Financial technology describes the technology and innovation that aims to compete with and replace traditional financial methods in the delivery of financial services and products. It is an emerging industry that uses technology to improve activities in finance. The use of smartphones for mobile banking, investing services, and cryptocurrency are examples of technologies aiming to make financial services more accessible. Financial technology companies consist of both startups and established financial institutions and technology companies trying to replace or enhance the usage of financial services provided by existing financial companies. Traditional financial services institutions have offered services and products under a single umbrella. Financial technology, at its most basic, unpacks these offerings and uses technology to reduce associated costs per transaction.
According to EY's 2017 Fintech Adoption Index, one-third of consumers utilize at least two or more services or products described as financial technology and those consumers are also increasingly aware of financial technology as a part of their daily lives.
One of the more common forms of Financial Technology allows users to pay with their smartphone either through a point of sale terminal, online or between smartphones. This includes services such as Apple's Apple Pay, Google's Google Pay, Alibaba's Alipay, PayPal or Venmo.
The financial technology developments in lending and credit include the use of new data and understanding of the data to lend to borrowers whose traditional credit scoring would make them prohibitive to lend to, new strategies to provide loan and credit products to consumers and new ways of credit reporting.
The use of new data and data models has extended lending in traditionally under-banked regions where receiving a loan or credit can be increasingly difficult. A company like Tala offers microloans in regions where credit scores are either low or non-existent through data mining on a users smartphone.

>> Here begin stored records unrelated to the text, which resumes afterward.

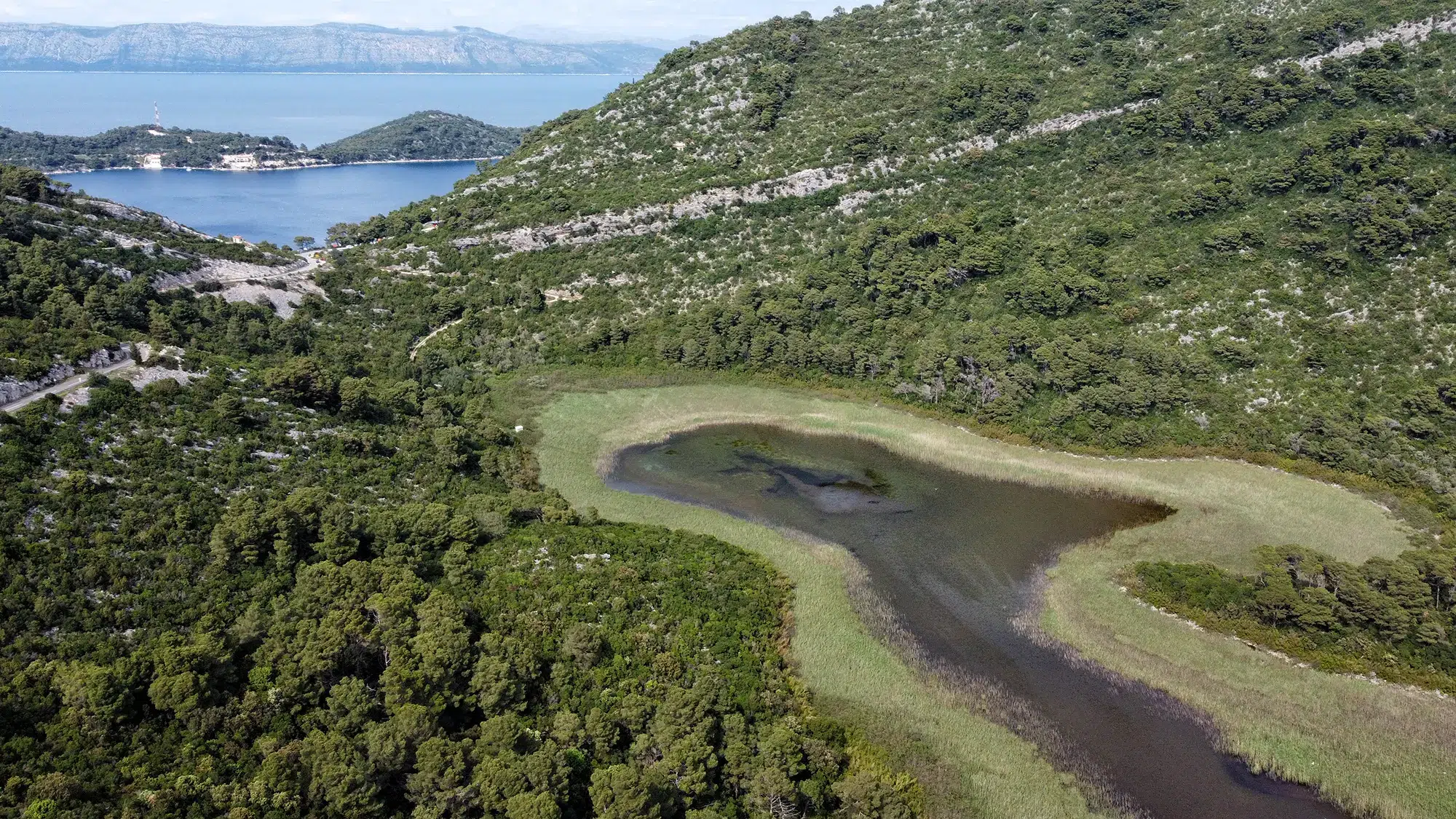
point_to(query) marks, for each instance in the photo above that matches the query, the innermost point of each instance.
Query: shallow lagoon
(957, 558)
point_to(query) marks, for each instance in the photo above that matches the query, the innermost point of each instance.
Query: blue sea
(273, 206)
(306, 108)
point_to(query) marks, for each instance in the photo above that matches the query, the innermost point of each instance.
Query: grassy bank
(1375, 748)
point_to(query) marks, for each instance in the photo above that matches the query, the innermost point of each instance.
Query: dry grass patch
(1377, 748)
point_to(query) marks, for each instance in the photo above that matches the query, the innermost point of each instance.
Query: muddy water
(956, 557)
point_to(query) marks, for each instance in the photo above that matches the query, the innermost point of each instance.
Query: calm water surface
(957, 558)
(274, 205)
(306, 108)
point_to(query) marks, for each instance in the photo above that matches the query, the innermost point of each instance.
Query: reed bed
(1380, 749)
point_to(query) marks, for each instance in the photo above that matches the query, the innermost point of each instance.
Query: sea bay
(311, 110)
(274, 206)
(306, 108)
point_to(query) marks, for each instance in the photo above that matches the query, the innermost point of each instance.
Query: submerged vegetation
(245, 582)
(305, 564)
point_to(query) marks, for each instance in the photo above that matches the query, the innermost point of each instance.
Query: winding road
(62, 388)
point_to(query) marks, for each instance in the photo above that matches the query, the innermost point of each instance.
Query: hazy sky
(637, 18)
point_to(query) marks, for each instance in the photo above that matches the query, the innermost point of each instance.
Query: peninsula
(419, 138)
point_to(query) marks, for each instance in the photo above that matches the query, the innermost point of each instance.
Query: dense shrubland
(76, 279)
(1387, 617)
(1260, 261)
(320, 583)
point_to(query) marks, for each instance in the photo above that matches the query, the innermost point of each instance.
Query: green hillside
(422, 136)
(1123, 225)
(426, 135)
(306, 564)
(129, 146)
(242, 576)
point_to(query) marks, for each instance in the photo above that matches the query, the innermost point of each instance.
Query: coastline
(288, 168)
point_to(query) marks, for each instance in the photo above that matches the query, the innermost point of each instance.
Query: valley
(937, 408)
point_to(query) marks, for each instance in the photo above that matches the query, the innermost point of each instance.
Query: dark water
(306, 108)
(274, 206)
(957, 557)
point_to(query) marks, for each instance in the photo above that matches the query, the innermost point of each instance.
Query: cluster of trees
(424, 135)
(323, 580)
(1393, 617)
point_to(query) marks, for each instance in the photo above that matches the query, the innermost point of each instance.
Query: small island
(426, 136)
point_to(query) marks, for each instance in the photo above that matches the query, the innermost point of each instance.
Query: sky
(636, 20)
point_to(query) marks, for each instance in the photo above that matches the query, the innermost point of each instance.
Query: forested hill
(330, 47)
(422, 136)
(426, 135)
(1128, 225)
(279, 570)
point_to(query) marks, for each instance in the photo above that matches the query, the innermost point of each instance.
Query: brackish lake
(957, 558)
(306, 108)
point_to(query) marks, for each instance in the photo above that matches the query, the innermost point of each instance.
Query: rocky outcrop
(14, 389)
(331, 47)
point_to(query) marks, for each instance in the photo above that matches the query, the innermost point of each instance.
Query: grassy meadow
(1378, 749)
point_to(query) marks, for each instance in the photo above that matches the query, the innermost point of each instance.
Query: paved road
(62, 388)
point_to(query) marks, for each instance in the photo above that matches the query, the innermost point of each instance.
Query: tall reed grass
(1378, 749)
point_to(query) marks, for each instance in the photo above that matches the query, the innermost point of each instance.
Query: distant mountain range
(423, 136)
(330, 47)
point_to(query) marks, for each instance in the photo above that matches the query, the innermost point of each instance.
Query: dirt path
(426, 340)
(62, 388)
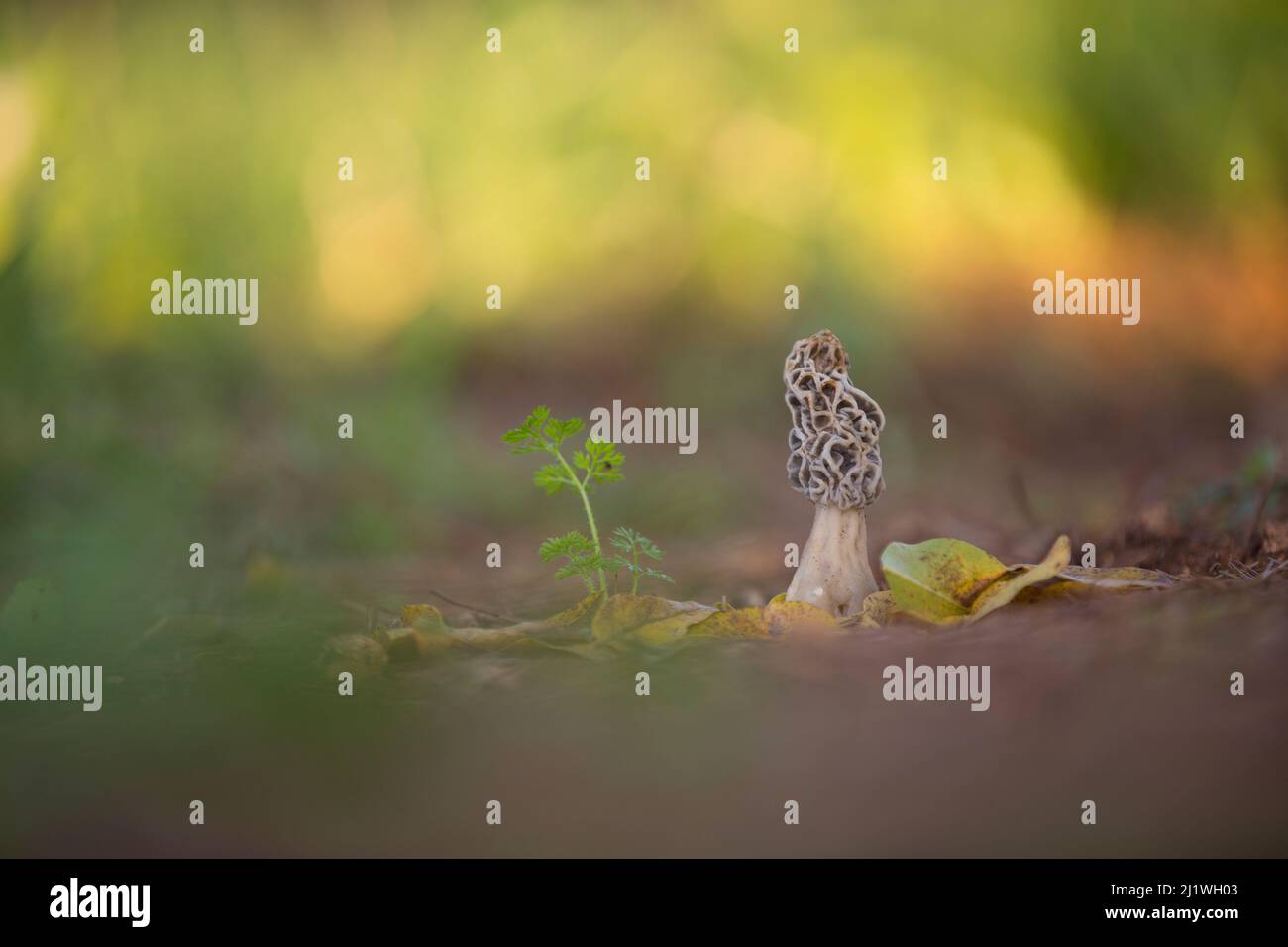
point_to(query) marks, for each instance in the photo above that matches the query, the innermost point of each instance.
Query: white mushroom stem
(833, 571)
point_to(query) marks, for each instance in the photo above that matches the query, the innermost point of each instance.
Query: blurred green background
(516, 169)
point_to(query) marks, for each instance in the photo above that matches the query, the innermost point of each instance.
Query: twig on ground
(473, 608)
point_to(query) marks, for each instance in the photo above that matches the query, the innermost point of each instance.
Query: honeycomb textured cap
(832, 447)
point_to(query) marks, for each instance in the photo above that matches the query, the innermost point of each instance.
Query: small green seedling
(595, 464)
(632, 544)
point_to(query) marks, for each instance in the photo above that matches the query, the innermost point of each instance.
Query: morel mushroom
(833, 460)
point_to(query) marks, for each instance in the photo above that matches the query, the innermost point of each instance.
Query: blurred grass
(768, 169)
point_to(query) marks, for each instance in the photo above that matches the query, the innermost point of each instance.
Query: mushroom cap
(832, 447)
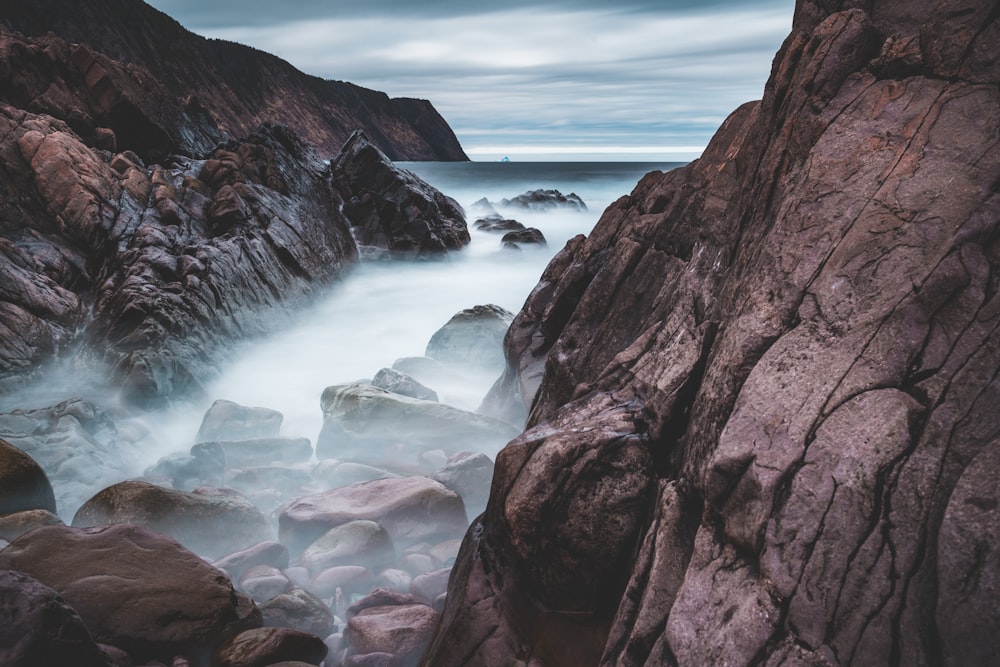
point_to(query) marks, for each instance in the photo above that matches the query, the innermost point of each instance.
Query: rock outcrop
(156, 266)
(391, 208)
(121, 71)
(761, 397)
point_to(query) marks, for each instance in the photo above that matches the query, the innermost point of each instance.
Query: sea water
(382, 311)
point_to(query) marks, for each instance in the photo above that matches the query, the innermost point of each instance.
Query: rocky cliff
(761, 396)
(165, 85)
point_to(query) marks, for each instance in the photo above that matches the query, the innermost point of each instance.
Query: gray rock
(301, 610)
(227, 421)
(401, 383)
(411, 509)
(358, 542)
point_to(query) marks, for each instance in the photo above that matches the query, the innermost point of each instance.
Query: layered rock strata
(121, 65)
(761, 396)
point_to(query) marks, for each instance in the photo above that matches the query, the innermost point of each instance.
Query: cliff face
(762, 394)
(210, 86)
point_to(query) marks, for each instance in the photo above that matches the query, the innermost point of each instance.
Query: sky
(639, 80)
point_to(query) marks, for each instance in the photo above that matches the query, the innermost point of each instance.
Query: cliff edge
(761, 396)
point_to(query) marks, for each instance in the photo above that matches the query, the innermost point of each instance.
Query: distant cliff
(169, 90)
(762, 395)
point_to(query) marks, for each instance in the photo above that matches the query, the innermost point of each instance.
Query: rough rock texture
(135, 589)
(392, 208)
(121, 65)
(77, 444)
(39, 629)
(211, 522)
(156, 266)
(762, 394)
(262, 647)
(23, 484)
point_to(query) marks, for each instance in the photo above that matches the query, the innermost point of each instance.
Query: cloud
(570, 75)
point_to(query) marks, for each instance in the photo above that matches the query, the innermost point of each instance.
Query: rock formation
(124, 67)
(761, 396)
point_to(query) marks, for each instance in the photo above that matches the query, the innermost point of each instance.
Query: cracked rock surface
(761, 396)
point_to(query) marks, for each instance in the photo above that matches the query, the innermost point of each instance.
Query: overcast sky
(588, 79)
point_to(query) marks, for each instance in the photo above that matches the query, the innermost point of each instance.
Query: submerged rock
(391, 208)
(545, 200)
(472, 338)
(361, 418)
(410, 509)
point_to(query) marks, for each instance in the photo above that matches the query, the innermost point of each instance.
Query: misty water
(380, 312)
(387, 310)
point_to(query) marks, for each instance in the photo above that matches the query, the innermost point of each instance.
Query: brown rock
(23, 484)
(207, 521)
(800, 330)
(411, 509)
(135, 589)
(263, 647)
(40, 629)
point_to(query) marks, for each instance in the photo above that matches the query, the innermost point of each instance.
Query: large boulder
(23, 484)
(77, 444)
(359, 418)
(792, 347)
(40, 629)
(411, 509)
(212, 522)
(391, 208)
(472, 338)
(135, 589)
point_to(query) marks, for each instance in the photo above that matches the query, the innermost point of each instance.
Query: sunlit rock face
(762, 394)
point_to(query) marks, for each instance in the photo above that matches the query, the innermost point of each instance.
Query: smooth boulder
(135, 589)
(212, 522)
(411, 509)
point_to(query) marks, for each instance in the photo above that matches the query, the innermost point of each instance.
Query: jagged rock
(23, 484)
(172, 89)
(301, 610)
(545, 200)
(795, 339)
(393, 209)
(529, 236)
(135, 589)
(229, 421)
(401, 383)
(472, 338)
(362, 418)
(208, 521)
(411, 509)
(261, 647)
(40, 628)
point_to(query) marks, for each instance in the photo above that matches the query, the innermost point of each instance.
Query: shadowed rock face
(155, 265)
(762, 394)
(162, 89)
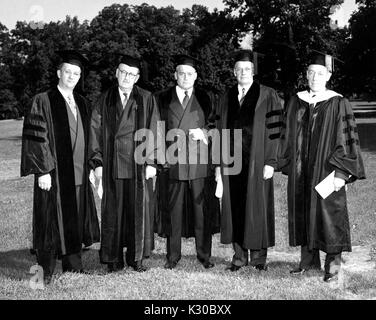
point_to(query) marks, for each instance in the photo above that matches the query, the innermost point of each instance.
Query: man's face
(127, 76)
(185, 76)
(317, 76)
(243, 72)
(68, 75)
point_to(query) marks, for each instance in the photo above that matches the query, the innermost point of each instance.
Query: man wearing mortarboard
(247, 219)
(127, 201)
(186, 192)
(321, 140)
(54, 149)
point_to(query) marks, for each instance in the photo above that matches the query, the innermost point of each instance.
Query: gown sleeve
(273, 124)
(95, 136)
(36, 154)
(347, 158)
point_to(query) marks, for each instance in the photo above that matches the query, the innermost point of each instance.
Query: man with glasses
(127, 202)
(54, 149)
(247, 219)
(321, 148)
(184, 185)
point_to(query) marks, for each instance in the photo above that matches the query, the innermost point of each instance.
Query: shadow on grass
(16, 264)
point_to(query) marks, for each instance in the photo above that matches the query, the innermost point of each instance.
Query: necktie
(185, 100)
(72, 106)
(242, 98)
(125, 99)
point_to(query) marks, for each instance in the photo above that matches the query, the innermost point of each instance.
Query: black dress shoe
(330, 277)
(170, 264)
(139, 268)
(261, 267)
(115, 266)
(47, 279)
(298, 271)
(208, 264)
(82, 271)
(233, 268)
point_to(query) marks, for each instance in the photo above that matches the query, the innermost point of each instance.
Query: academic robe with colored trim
(321, 136)
(264, 116)
(112, 145)
(197, 114)
(47, 148)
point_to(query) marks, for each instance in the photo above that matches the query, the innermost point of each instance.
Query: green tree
(360, 54)
(304, 24)
(8, 102)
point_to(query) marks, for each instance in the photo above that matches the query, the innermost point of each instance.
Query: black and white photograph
(190, 157)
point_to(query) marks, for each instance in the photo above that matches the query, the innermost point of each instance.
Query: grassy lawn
(189, 280)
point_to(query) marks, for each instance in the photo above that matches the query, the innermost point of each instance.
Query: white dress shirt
(69, 98)
(240, 90)
(181, 93)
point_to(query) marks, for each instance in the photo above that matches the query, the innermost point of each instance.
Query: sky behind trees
(54, 10)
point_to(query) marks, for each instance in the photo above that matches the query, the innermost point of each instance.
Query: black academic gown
(320, 139)
(255, 230)
(197, 114)
(112, 146)
(47, 148)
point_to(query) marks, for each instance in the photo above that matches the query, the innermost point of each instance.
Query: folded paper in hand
(219, 189)
(100, 189)
(326, 186)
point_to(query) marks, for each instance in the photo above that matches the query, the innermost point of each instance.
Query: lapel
(128, 118)
(175, 106)
(186, 118)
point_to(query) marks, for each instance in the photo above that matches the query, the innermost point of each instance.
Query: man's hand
(98, 172)
(268, 172)
(150, 172)
(338, 183)
(44, 182)
(92, 178)
(218, 173)
(198, 134)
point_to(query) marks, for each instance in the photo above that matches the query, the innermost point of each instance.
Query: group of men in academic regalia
(207, 167)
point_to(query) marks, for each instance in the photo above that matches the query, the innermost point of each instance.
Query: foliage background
(283, 30)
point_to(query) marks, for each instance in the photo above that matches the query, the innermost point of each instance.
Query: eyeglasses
(126, 74)
(240, 70)
(188, 74)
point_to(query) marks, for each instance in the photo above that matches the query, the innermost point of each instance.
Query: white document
(100, 189)
(219, 189)
(326, 186)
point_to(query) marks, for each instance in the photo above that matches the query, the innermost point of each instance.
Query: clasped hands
(267, 174)
(198, 134)
(338, 183)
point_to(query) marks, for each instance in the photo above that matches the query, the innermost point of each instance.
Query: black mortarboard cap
(247, 55)
(184, 59)
(73, 57)
(131, 61)
(323, 59)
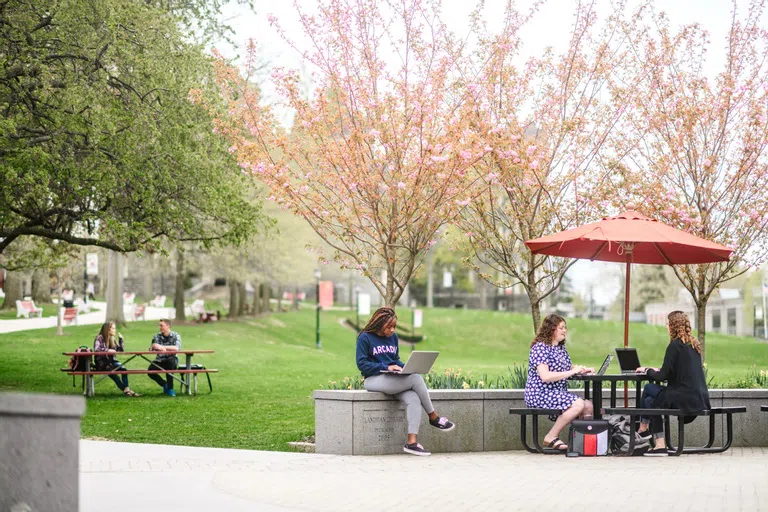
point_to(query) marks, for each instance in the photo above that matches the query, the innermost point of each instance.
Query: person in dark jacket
(686, 387)
(377, 351)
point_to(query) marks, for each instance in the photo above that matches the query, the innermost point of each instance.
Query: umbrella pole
(626, 321)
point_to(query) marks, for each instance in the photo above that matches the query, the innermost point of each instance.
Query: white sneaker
(415, 449)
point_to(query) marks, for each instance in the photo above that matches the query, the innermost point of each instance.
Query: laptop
(606, 364)
(628, 360)
(420, 362)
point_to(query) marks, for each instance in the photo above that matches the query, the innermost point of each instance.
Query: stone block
(334, 425)
(39, 450)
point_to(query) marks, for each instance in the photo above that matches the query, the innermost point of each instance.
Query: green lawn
(269, 367)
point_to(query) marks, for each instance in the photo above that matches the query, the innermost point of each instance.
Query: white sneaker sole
(414, 452)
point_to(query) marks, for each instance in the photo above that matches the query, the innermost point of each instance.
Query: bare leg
(568, 415)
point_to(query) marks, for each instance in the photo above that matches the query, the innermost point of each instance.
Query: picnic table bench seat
(635, 412)
(27, 308)
(534, 413)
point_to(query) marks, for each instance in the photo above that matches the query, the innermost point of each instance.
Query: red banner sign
(326, 294)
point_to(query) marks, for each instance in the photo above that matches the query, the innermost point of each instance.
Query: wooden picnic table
(188, 373)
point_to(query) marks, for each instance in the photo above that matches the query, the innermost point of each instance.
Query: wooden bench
(534, 414)
(138, 311)
(27, 308)
(634, 412)
(194, 371)
(69, 315)
(188, 369)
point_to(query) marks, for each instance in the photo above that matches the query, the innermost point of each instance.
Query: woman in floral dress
(549, 367)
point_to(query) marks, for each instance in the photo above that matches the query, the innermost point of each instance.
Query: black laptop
(628, 360)
(605, 365)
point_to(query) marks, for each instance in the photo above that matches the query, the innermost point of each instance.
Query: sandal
(557, 444)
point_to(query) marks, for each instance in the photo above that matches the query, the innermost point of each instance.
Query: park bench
(534, 413)
(69, 315)
(188, 370)
(635, 412)
(27, 308)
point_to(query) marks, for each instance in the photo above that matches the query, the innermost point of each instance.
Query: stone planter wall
(39, 451)
(363, 423)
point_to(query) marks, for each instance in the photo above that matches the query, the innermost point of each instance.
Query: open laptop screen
(628, 360)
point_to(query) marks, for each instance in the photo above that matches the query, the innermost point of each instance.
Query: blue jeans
(120, 380)
(650, 393)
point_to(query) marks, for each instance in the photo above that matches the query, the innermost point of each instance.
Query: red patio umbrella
(630, 237)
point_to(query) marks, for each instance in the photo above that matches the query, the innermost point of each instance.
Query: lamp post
(318, 275)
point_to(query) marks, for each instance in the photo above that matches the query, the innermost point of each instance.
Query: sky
(550, 28)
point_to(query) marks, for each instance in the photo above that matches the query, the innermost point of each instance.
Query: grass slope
(269, 367)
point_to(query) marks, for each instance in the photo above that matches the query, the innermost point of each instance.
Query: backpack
(620, 427)
(77, 363)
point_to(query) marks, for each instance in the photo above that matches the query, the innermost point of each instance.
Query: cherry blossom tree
(550, 121)
(699, 144)
(379, 156)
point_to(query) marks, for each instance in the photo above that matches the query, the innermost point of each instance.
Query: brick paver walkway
(156, 477)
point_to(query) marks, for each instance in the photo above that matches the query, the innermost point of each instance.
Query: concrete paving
(131, 477)
(96, 317)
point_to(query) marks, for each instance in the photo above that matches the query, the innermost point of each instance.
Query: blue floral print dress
(548, 395)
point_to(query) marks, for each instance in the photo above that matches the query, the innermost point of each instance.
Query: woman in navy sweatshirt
(377, 351)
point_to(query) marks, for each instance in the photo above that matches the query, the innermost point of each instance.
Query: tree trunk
(536, 315)
(242, 297)
(41, 286)
(115, 267)
(430, 279)
(59, 308)
(256, 303)
(12, 289)
(533, 296)
(147, 291)
(701, 324)
(233, 300)
(178, 292)
(267, 297)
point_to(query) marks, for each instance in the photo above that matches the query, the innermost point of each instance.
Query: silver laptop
(419, 362)
(628, 360)
(606, 364)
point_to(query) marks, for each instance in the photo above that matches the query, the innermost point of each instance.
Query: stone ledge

This also expands to bypassing traditional credit methods for consumers where they can receive short-term loans without a credit card or a credit score which would typically enable them to receive a short-term loan. Affirm and Klarna are both examples of companies who allow consumers flexible payment and loan options at the point of checkout for online purchases.
And in lending and credit, companies are developing peer-to-peer lending platforms and crowdfunding platforms, such as Lending Club, where users can make or receive loans without the involvement of traditional financial institutions, and Prosper Marketplace, OnDeck, Kickstarter, Patreon or GoFundMe.
Financial technology in the area of investment and wealth management includes the development of robo-advising, where companies use data, machine learning and artificial intelligence to provide asset recommendations and portfolio management with increased efficiency and lowered costs. Betterment and Ellevest are good examples of companies offering robo-advisors for wealth management. Meanwhile, the development of stock-trading apps has been one of the more popular innovations in financial technology. These apps allow investors to buy and sell stock on their mobile phone. Apps such as Robinhood or Acorns allow users to invest with low minimums.
Financial technology has included the insurance and regulatory industries as well. Although often considered their own industry, insurtech and regtech respectively, they increasingly fall under financial technologies ever-expanding umbrella of innovations.
Innovations in insurance allow consumers faster and more expansive access to insurance options and pricing, as well as some companies developing technology to simplify and improve the efficiency of insurance providing.